A narcissist behaves strangely around their children in this subtle way that many people don’t immediately catch.
It’s a tone that doesn’t match the situation and a look in their eyes.
They don’t just see a child; they see competition.
Here are 5 weird narcissistic behaviors that can make children anxious and impact their behavior.
1. Jealousy
You’d think every parent would want their child to enjoy all the attention and success they can, but not a narcissist.
Many of them compulsively compete with their children.
Any attention that the child might get is the attention that they were robbed of.
In this environment, a child quickly learns that standing out troppo isn’t good. They understand that being better than their parent in any way isn’t emotionally safe.
Milestones, grades, awards… All of it has to revolve around the narcissistic parent.
Sadly, the child is then forced to be the grown-up. They shrink themselves and stop trying too much in order to keep the peace.
This ruins their self-esteem from the very beginning.
2. Kids = Trophies
If a child is allowed to excel and stand out, a narcissistic parent always finds a way to make it all look like their personal success.
Good grades and talents become proof of the parent’s greatness, not the child’s hard work.
These are the parents who enroll their child in a bunch of fancy activities, never letting them actually have a childhood.
They just want the bragging rights.
At the same time, their affection, anything beyond basic nurture, comes with a price: make me proud, or you’re worthless.
The kid is a way for a narcissist to improve their image.
This is the textbook definition of conditional love, and it messes people up for life.
3. Parentification
Narcissists can’t stand boundaries in any relationship, and this goes for the one they have with their own children, too.
The children are robbed of the carelessness they deserve to experience at that age.
Instead, they have to play the role of a therapist, a best friend, or even a stand-in partner.
Long before they’re equipped with the maturità emotiva to handle these issues, they’re forced to worry about money and their parents’ marital issues.
If the child doesn’t deliver enough comfort and care, they’re made to feel responsible for the parent’s feelings.
This way, many kids learn that their needs should come in secondo, and sadly, that’s how they approach all of their future relationships.
Parentification is a sign of complete failure on the parent’s part.
4. Discouraging Independence
Most parents can’t wait to see how their children are going to grow up and develop a unique personality.
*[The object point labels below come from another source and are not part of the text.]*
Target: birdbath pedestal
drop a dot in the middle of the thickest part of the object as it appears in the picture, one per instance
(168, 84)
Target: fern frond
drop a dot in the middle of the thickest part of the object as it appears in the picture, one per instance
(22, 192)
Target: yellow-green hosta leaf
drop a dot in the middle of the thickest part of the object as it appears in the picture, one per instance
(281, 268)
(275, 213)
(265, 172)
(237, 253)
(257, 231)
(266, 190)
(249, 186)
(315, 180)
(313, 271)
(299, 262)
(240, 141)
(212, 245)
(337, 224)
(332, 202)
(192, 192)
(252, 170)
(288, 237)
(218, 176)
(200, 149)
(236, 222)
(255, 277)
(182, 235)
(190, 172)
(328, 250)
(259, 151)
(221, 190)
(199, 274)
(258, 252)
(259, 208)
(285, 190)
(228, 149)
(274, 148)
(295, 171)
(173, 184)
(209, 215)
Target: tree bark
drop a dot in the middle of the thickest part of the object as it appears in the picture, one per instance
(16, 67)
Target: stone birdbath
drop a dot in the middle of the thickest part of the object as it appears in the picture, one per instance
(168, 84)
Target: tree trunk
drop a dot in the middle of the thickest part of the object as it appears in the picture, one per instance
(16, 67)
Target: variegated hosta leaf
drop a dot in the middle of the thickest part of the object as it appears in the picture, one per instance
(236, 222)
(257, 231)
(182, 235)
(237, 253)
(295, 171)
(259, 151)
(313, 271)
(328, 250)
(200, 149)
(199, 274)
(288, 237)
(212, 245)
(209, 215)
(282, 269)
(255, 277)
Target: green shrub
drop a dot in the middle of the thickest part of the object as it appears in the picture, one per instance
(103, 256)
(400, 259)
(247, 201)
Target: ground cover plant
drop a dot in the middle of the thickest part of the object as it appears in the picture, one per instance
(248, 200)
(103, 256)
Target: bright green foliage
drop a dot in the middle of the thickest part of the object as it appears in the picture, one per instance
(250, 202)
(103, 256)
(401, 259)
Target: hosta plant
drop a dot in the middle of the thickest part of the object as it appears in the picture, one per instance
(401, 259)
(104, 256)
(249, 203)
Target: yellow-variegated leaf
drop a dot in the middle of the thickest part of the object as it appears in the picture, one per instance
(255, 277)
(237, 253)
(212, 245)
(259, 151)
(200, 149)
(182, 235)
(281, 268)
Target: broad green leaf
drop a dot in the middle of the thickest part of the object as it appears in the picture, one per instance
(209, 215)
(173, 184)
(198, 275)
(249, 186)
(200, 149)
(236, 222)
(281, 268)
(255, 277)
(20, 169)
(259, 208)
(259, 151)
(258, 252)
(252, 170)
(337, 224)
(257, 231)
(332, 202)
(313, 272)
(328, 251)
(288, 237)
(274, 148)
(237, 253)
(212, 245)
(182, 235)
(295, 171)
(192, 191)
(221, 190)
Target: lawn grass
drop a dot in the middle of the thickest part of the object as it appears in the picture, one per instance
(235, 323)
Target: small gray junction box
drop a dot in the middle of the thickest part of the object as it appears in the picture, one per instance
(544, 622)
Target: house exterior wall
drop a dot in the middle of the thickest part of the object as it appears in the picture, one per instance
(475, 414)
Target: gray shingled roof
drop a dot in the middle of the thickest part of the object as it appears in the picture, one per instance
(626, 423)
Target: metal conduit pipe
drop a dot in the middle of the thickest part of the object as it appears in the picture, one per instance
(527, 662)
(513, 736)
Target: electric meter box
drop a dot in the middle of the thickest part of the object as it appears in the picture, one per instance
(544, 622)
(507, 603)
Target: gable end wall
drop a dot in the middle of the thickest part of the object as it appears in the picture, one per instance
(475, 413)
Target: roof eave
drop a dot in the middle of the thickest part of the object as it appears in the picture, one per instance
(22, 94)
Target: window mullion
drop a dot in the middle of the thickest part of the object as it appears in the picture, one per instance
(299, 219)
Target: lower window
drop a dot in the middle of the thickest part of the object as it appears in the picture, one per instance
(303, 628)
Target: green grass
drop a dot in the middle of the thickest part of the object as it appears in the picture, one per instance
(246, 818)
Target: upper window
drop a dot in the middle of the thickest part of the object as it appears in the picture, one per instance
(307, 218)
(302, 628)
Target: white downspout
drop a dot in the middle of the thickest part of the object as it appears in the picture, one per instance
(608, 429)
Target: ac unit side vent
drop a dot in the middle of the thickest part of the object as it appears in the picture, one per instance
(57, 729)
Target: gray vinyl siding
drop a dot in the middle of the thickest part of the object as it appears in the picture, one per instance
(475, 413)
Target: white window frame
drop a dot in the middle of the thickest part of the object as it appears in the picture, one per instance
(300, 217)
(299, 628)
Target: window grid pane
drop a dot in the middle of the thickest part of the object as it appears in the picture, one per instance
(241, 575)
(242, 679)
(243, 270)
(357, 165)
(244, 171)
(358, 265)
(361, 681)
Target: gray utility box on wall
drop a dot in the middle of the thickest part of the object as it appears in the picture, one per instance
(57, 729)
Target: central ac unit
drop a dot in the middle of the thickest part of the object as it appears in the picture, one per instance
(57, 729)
Not narcissists.
They introduce a sense of ownership into the relationship since, to them, the child is merely an extension of themselves.
They punish independence.
If a child tries to have their own style or have personal boundaries, the parent loses it.
Any sign of individuality can trigger rage, silent treatment, guilt, etc. Whatever works.
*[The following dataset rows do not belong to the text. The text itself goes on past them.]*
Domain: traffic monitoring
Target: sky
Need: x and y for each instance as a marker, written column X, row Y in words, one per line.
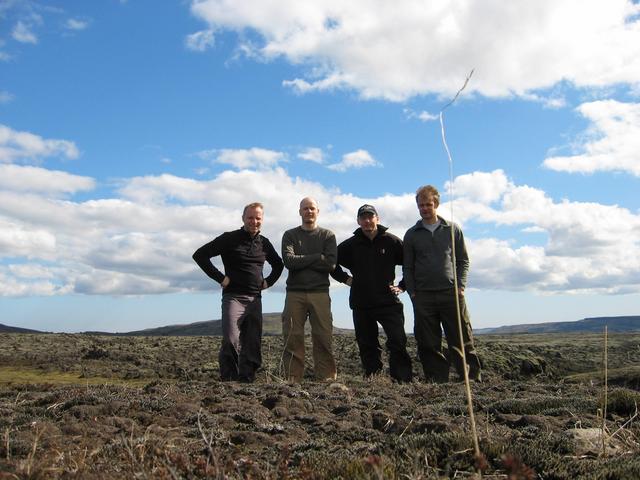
column 132, row 132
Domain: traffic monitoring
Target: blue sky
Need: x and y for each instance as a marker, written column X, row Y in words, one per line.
column 132, row 132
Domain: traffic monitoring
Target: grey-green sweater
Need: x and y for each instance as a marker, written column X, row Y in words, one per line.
column 309, row 255
column 427, row 264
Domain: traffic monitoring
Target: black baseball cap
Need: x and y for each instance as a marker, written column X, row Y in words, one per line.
column 366, row 208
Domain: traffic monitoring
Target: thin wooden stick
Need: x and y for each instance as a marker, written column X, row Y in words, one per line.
column 476, row 445
column 605, row 361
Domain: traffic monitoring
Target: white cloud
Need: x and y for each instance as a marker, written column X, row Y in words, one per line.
column 250, row 158
column 76, row 24
column 611, row 143
column 23, row 33
column 35, row 179
column 15, row 145
column 397, row 50
column 312, row 154
column 423, row 116
column 358, row 159
column 200, row 41
column 139, row 241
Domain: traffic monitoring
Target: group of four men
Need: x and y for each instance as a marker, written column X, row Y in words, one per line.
column 433, row 252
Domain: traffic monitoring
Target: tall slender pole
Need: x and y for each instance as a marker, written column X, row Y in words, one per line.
column 467, row 383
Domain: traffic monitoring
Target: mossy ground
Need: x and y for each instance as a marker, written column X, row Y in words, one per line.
column 151, row 407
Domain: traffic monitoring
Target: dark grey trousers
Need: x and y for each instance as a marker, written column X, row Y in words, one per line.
column 241, row 350
column 365, row 321
column 434, row 312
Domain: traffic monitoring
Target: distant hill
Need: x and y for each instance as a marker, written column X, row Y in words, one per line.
column 9, row 329
column 271, row 325
column 586, row 325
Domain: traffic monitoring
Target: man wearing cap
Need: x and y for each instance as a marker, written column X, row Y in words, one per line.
column 371, row 255
column 243, row 253
column 309, row 253
column 430, row 247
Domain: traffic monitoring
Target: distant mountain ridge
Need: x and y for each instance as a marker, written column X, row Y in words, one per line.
column 10, row 329
column 587, row 325
column 272, row 325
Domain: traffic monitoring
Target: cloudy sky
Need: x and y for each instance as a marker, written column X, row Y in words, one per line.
column 132, row 132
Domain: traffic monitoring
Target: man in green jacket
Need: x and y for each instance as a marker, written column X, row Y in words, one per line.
column 428, row 270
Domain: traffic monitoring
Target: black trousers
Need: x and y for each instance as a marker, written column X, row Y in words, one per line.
column 391, row 317
column 434, row 312
column 241, row 350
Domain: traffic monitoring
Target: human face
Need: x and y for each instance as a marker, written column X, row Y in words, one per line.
column 252, row 220
column 309, row 211
column 368, row 223
column 427, row 205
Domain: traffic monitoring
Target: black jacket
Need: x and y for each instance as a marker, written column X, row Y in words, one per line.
column 243, row 257
column 372, row 264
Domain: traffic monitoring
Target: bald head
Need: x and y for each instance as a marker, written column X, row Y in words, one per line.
column 309, row 213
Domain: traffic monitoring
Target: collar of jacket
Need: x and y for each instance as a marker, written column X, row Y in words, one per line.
column 359, row 233
column 419, row 224
column 248, row 235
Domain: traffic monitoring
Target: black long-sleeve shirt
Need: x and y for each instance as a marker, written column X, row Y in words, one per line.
column 309, row 255
column 372, row 264
column 243, row 257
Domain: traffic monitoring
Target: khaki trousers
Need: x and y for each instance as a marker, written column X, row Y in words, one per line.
column 298, row 307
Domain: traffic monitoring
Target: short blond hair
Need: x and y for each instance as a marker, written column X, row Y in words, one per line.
column 252, row 205
column 427, row 190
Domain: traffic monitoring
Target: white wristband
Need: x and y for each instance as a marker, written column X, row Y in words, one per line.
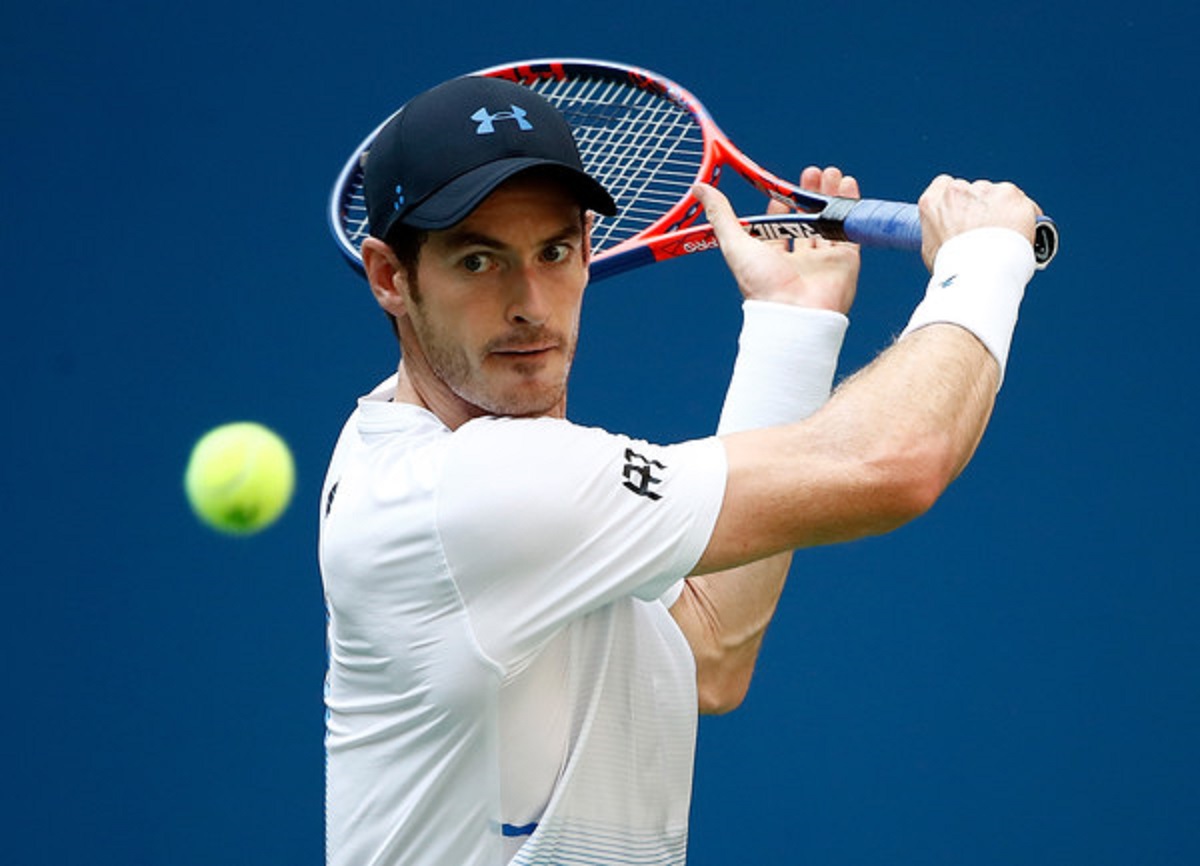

This way, the child learns that being themselves at home is dangerous.
They give in to the parent’s wishes until they’re old enough to leave.
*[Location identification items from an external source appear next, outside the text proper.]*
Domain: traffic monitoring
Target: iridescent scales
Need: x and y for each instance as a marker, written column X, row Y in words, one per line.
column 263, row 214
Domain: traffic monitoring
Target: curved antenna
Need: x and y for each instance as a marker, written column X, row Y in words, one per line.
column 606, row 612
Either way, not having the right to their own identity affects them well into adulthood.
5. Emotional Abuse
In a healthy home, the parent protects the child. With narcissists, the whole thing gets flipped on its head.
They expect their children to anticipate their needs and soothe their temper.
The child has to do the caring and the comforting, which is completely unnatural.
This is how people grow up to believe that love needs to be earned through service and submission.
They lose their childhood in this attempt to manage an adult’s emotions.
A little Aquarius, devoted to writing and embroidery. Through my writing, I hope to empower readers to align with their true selves and navigate life’s mysteries with confidence.